Though Air Canada does not announce the presence of a severe allergy sufferer on the PA, it says it believes it’s policy is “the most effective way to provide a safe environment for our customers with allergies and Canadian Transportation Agency (CTA) has approved this approach.” The CTA tells RGN that airlines “are responsible for their own allergy-related policies”.
Advocates of allergy sufferers would like to see more action on the part of industry. Children’s book author Kelly Sheehy DeGroot, whose daughter suffers from an anaphylactic tree nut allergy, in a prior Op-Ed for RGN made the case for why “every airline should already have a plan of action in place for accommodating passengers with anaphylaxis, such as alternative snacks free of the top eight allergens, appropriate announcement procedures for flights where a passenger with an allergy is present, and a thorough sanitation process for wiping down seats in between flights.”

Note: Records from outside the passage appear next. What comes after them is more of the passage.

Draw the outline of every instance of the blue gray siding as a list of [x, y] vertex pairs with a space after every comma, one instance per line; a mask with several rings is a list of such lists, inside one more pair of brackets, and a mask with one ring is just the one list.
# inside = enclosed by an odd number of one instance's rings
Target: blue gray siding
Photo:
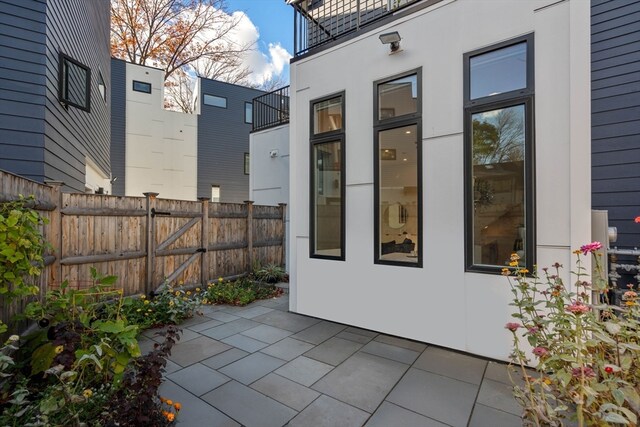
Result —
[[0, 0], [0, 169], [44, 180], [45, 0]]
[[592, 205], [640, 246], [640, 0], [591, 2]]
[[262, 91], [215, 80], [201, 79], [203, 94], [227, 98], [227, 108], [201, 104], [198, 116], [198, 197], [211, 197], [220, 186], [220, 201], [238, 203], [249, 198], [249, 175], [244, 174], [244, 153], [249, 152], [251, 124], [244, 122], [244, 104]]
[[127, 125], [127, 63], [111, 59], [111, 193], [124, 196]]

But some people believe their right to peanuts supersedes another person’s right to safety, and so it is imperative for passengers with severe allergies – or the parents of allergic children – to come fully prepared.
Here are some tips to consider from this parent whose daughter suffers from severe allergies:
- Bring your own food, but be sure to check the regulations on how said items should be packaged for security purposes.
- Bring wipes to clean the tray table on on board or any surface at the airport before dining.
- Make others in your immediate space aware. If you make your EpiPen visible, it can put a face on the situation and make it personal.
- Don’t be afraid to speak up. Most people who don’t suffer from severe allergies or haven’t encountered someone who fits this description are unaware of the seriousness.